M. Khan avait été placé en détention préventive pendant 62 jours, tandis que M. Elan, qui avait été arrêté plus tard, avait été détenu pendant 25 jours. Ils avaient tous les deux été libérés sous caution.
Dix ans plus tard, Adilur Rahman Khan et ASM Nasiruddin Elan continuent d’être poursuivis en vertu de fausses accusations de publication de matériel « faux, déformé et diffamatoire ». Leurs avocats ont dénoncé l’acharnement judiciaire au sein du Tribunal de Dhaka en charge des cybercrimes, affirmant qu’il a indûment favorisé l’accusation. Des représentants du gouvernement, y compris des membres importants du cabinet, ont critiqué publiquement et à plusieurs reprises Odhikar pour son travail en faveur des droits humains.
Après des années de blocage, le gouvernement a accéléré les audiences dans cette affaire, notamment après l’adoption, en décembre 2021, de sanctions américaines contre le bataillon d’action rapide (RAB) et ses responsables, que les autorités bangladaises imputent à des groupes de défense des droits humains tels qu’Odhikar. M. Khan et M. Elan se sont présentés à toutes les audiences prévues devant le Tribunal en charge des cybercrimes, parfois contraints de rester debout dans des cages.
Le juge a finalement clos l’interrogatoire des témoins le 5 avril 2023, mais a ensuite autorisé l’accusation à soumettre une demande d’enquête complémentaire sans préciser quel élément de l’affaire ferait l’objet de ce complément d’enquête. Le juge a rejeté les objections des avocats d’Odhikar contre la poursuite de l’enquête après la clôture de l’interrogatoire des témoins et a écrit dans son ordonnance que la décision avait été prise avec le consentement des deux parties. À cette occasion, le juge a également ordonné à trois observateurs internationaux des missions de la Suisse, de l’ONU et des États-Unis de quitter le tribunal sans explication.
Le fait que le Département des enquêtes criminelles (CID) ait été chargé de mener une « enquête complémentaire » après l’annonce de la clôture de l’interrogatoire des témoins à charge sans raison valable soulève des inquiétudes quant à l’équité de la procédure.
Le rapport d’enquête complémentaire du CID a été soumis au tribunal métropolitain le 22 juin. M. Khan et M. Elan se sont présentés au tribunal comme prévu le 9 juillet, mais on leur a dit que le Tribunal en charge des cybercrimes n’avait pas encore reçu la mise à jour du rapport de l’affaire.
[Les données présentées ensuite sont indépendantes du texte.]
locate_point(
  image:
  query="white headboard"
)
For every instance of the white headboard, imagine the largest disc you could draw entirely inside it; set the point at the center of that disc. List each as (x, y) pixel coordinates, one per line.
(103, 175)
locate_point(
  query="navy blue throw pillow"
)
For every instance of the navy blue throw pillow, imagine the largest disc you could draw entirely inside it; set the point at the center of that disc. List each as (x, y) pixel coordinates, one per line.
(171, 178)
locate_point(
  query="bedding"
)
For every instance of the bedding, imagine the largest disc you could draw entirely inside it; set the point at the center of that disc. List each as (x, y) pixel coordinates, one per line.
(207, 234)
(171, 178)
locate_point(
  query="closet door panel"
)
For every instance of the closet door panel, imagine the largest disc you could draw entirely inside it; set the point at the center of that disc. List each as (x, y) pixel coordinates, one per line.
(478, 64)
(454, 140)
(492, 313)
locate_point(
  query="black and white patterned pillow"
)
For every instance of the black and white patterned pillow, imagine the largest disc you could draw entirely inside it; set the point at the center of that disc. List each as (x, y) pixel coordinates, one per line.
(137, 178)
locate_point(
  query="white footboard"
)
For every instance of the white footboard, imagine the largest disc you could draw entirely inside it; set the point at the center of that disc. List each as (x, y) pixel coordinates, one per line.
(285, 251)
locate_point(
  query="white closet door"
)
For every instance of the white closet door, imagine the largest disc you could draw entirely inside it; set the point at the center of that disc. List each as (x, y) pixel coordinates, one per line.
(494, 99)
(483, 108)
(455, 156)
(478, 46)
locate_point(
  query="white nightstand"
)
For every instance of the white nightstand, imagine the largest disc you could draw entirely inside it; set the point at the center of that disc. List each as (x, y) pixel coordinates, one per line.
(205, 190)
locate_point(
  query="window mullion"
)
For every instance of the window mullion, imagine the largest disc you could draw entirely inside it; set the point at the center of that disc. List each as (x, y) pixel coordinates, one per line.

Le lendemain, ils ont appris que le Tribunal en charge des cybercrimes avait fixé au 17 juillet la prochaine audience pour entendre de nouveaux témoins identifiés dans le cadre des investigations complémentaires du CID. M. Khan et M. Elan n’ont reçu une copie du rapport d’enquête complémentaire que le 16 juillet, et les nouveaux témoins de l’accusation ont été présentés au tribunal les 17 et 20 juillet, sans que la défense ait eu le temps de se préparer au contre-interrogatoire. Ces décisions remettent en question l’équité du procès, car elles ont, entre autres, particulièrement entravé le droit de disposer du temps et des moyens nécessaires à la préparation de la défense.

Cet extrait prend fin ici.